The default arguments to CLUMPP are generally good, but if you’re running a dataset with high numbers of K, you may want to modify the greedy_option
, for example. However, we don’t need to do this with the dataset for this workshop. You can modify the parameters in the same as the STRUCTURE params, by accessing the .clumppparams
attribute of your STRUCTURE object. See the CLUMPP documentation for more details. Below we run CLUMPP for each value of K that we ran STRUCTURE on. You only need to tell the get_clumpp_table()
function the value of K and it will find all of the result files given the STRUCTURE object’s name
and workdir
.
## set some clumpp params and print params to the screen
struct.clumppparams.repeats = 10000
struct.clumppparams
datatype 0
every_permfile 0
greedy_option 2
indfile 0
m 3
miscfile 0
order_by_run 1
outfile 0
override_warnings 0
permfile 0
permutationsfile 0
permuted_datafile 0
popfile 0
print_every_perm 0
print_permuted_data 0
print_random_inputorder 0
random_inputorderfile 0
repeats 10000
s 2
w 1
## run clumpp for each value of K
tables = struct.get_clumpp_table(kvalues)
[K2] 10/10 results permuted across replicates (max_var=0).
[K3] 10/10 results permuted across replicates (max_var=0).
[K4] 10/10 results permuted across replicates (max_var=0).
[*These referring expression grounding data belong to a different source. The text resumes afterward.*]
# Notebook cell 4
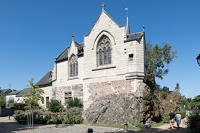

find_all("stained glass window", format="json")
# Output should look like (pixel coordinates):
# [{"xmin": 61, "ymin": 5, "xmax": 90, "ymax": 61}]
[{"xmin": 97, "ymin": 36, "xmax": 111, "ymax": 66}]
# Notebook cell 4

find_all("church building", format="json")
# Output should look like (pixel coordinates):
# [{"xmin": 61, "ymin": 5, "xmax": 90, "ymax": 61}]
[{"xmin": 36, "ymin": 4, "xmax": 146, "ymax": 110}]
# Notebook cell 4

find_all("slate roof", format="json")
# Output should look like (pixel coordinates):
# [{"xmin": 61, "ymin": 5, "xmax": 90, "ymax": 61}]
[
  {"xmin": 7, "ymin": 90, "xmax": 20, "ymax": 95},
  {"xmin": 55, "ymin": 42, "xmax": 84, "ymax": 63},
  {"xmin": 55, "ymin": 47, "xmax": 69, "ymax": 62},
  {"xmin": 16, "ymin": 88, "xmax": 32, "ymax": 97},
  {"xmin": 55, "ymin": 31, "xmax": 142, "ymax": 63},
  {"xmin": 77, "ymin": 43, "xmax": 84, "ymax": 56},
  {"xmin": 1, "ymin": 89, "xmax": 12, "ymax": 95},
  {"xmin": 125, "ymin": 32, "xmax": 144, "ymax": 42},
  {"xmin": 36, "ymin": 71, "xmax": 52, "ymax": 87}
]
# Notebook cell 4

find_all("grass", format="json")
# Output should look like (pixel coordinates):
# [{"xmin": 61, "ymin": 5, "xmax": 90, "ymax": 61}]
[
  {"xmin": 84, "ymin": 123, "xmax": 140, "ymax": 130},
  {"xmin": 84, "ymin": 121, "xmax": 167, "ymax": 130},
  {"xmin": 152, "ymin": 121, "xmax": 166, "ymax": 127}
]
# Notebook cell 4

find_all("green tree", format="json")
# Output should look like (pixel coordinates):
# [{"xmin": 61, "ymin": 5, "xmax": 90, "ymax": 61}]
[
  {"xmin": 180, "ymin": 96, "xmax": 190, "ymax": 109},
  {"xmin": 48, "ymin": 99, "xmax": 64, "ymax": 112},
  {"xmin": 145, "ymin": 42, "xmax": 176, "ymax": 85},
  {"xmin": 0, "ymin": 95, "xmax": 5, "ymax": 107},
  {"xmin": 162, "ymin": 86, "xmax": 169, "ymax": 92},
  {"xmin": 143, "ymin": 42, "xmax": 176, "ymax": 121},
  {"xmin": 174, "ymin": 83, "xmax": 180, "ymax": 92},
  {"xmin": 160, "ymin": 86, "xmax": 169, "ymax": 99},
  {"xmin": 0, "ymin": 87, "xmax": 6, "ymax": 107},
  {"xmin": 191, "ymin": 95, "xmax": 200, "ymax": 109},
  {"xmin": 23, "ymin": 78, "xmax": 44, "ymax": 109}
]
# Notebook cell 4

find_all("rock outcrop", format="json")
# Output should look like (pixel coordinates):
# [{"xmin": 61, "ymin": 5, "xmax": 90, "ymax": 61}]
[{"xmin": 83, "ymin": 94, "xmax": 144, "ymax": 126}]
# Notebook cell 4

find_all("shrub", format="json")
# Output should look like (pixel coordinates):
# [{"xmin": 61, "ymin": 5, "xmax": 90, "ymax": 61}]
[
  {"xmin": 47, "ymin": 115, "xmax": 63, "ymax": 124},
  {"xmin": 179, "ymin": 108, "xmax": 186, "ymax": 119},
  {"xmin": 33, "ymin": 111, "xmax": 46, "ymax": 124},
  {"xmin": 67, "ymin": 98, "xmax": 83, "ymax": 108},
  {"xmin": 30, "ymin": 101, "xmax": 41, "ymax": 110},
  {"xmin": 160, "ymin": 91, "xmax": 168, "ymax": 99},
  {"xmin": 180, "ymin": 96, "xmax": 190, "ymax": 109},
  {"xmin": 48, "ymin": 99, "xmax": 64, "ymax": 113},
  {"xmin": 8, "ymin": 103, "xmax": 15, "ymax": 109},
  {"xmin": 62, "ymin": 112, "xmax": 83, "ymax": 124},
  {"xmin": 67, "ymin": 107, "xmax": 83, "ymax": 113},
  {"xmin": 191, "ymin": 95, "xmax": 200, "ymax": 109},
  {"xmin": 14, "ymin": 110, "xmax": 24, "ymax": 115},
  {"xmin": 136, "ymin": 122, "xmax": 145, "ymax": 129},
  {"xmin": 187, "ymin": 110, "xmax": 200, "ymax": 131},
  {"xmin": 0, "ymin": 95, "xmax": 6, "ymax": 107},
  {"xmin": 152, "ymin": 113, "xmax": 162, "ymax": 122},
  {"xmin": 12, "ymin": 103, "xmax": 27, "ymax": 110},
  {"xmin": 62, "ymin": 107, "xmax": 83, "ymax": 124},
  {"xmin": 14, "ymin": 107, "xmax": 83, "ymax": 125},
  {"xmin": 161, "ymin": 112, "xmax": 169, "ymax": 123},
  {"xmin": 14, "ymin": 112, "xmax": 27, "ymax": 122}
]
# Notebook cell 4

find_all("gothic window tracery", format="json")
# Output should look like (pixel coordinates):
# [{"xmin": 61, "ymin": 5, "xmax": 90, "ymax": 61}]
[
  {"xmin": 69, "ymin": 55, "xmax": 78, "ymax": 77},
  {"xmin": 97, "ymin": 35, "xmax": 111, "ymax": 66}
]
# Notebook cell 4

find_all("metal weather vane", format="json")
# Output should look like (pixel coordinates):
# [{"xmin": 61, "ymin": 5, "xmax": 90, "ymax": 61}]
[{"xmin": 197, "ymin": 54, "xmax": 200, "ymax": 67}]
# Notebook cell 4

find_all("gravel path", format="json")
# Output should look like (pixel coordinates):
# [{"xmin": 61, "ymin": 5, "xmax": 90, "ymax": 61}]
[
  {"xmin": 0, "ymin": 117, "xmax": 189, "ymax": 133},
  {"xmin": 0, "ymin": 117, "xmax": 126, "ymax": 133}
]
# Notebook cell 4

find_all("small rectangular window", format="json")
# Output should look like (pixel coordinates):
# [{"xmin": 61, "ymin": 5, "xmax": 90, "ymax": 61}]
[
  {"xmin": 70, "ymin": 64, "xmax": 72, "ymax": 77},
  {"xmin": 65, "ymin": 92, "xmax": 72, "ymax": 105},
  {"xmin": 41, "ymin": 97, "xmax": 44, "ymax": 104},
  {"xmin": 75, "ymin": 63, "xmax": 78, "ymax": 76},
  {"xmin": 46, "ymin": 97, "xmax": 49, "ymax": 108},
  {"xmin": 129, "ymin": 54, "xmax": 134, "ymax": 61}
]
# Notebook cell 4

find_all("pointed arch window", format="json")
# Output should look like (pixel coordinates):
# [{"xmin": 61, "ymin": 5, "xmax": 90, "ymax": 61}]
[
  {"xmin": 97, "ymin": 36, "xmax": 111, "ymax": 66},
  {"xmin": 69, "ymin": 55, "xmax": 78, "ymax": 77}
]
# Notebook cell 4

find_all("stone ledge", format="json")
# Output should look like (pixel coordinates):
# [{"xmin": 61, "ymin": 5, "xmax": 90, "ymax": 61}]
[
  {"xmin": 125, "ymin": 75, "xmax": 144, "ymax": 80},
  {"xmin": 68, "ymin": 77, "xmax": 79, "ymax": 80},
  {"xmin": 92, "ymin": 66, "xmax": 116, "ymax": 71}
]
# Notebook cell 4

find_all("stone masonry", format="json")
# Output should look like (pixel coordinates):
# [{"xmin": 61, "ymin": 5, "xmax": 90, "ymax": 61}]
[{"xmin": 37, "ymin": 5, "xmax": 146, "ymax": 118}]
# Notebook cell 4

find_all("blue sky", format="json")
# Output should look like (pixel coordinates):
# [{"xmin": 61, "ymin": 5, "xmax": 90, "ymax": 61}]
[{"xmin": 0, "ymin": 0, "xmax": 199, "ymax": 98}]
## return the evanno table w/ deltaK
struct.get_evanno_table(kvalues)
Sort the table order how you like it
This can be useful if, for example, you want to order the names to be in the same order as tips on your phylogeny.
## custom sorting order
myorder = [
"punc_ICST764",
"punc_MUFAL9635",
"punc_IBSPCRIB0361",
"punc_JFT773",
"punc_MTR05978",
"punc_MTR17744",
"punc_MTR21545",
"punc_MTR34414",
"punc_MTRX1468",
"punc_MTRX1478"
]
We can then extract the results for any give K value with the samples in the order that we want them. Here we inspect the ancestry components for K=3.
print("custom ordering")
print(tables[3].loc[myorder])
custom ordering
0 1 2
punc_ICST764 0.102 8.000e-04 0.897
punc_MUFAL9635 0.139 1.000e-03 0.860
punc_IBSPCRIB0361 0.021 9.774e-01 0.001
punc_JFT773 0.132 8.340e-01 0.034
punc_MTR05978 0.844 5.980e-02 0.097
punc_MTR17744 0.115 8.566e-01 0.029
punc_MTR21545 0.267 5.963e-01 0.137
punc_MTR34414 0.394 4.582e-01 0.148
punc_MTRX1468 0.028 9.590e-01 0.013
punc_MTRX1478 0.044 9.532e-01 0.002
Note: The
.loc[]
notation specifies to fetch from the table by row.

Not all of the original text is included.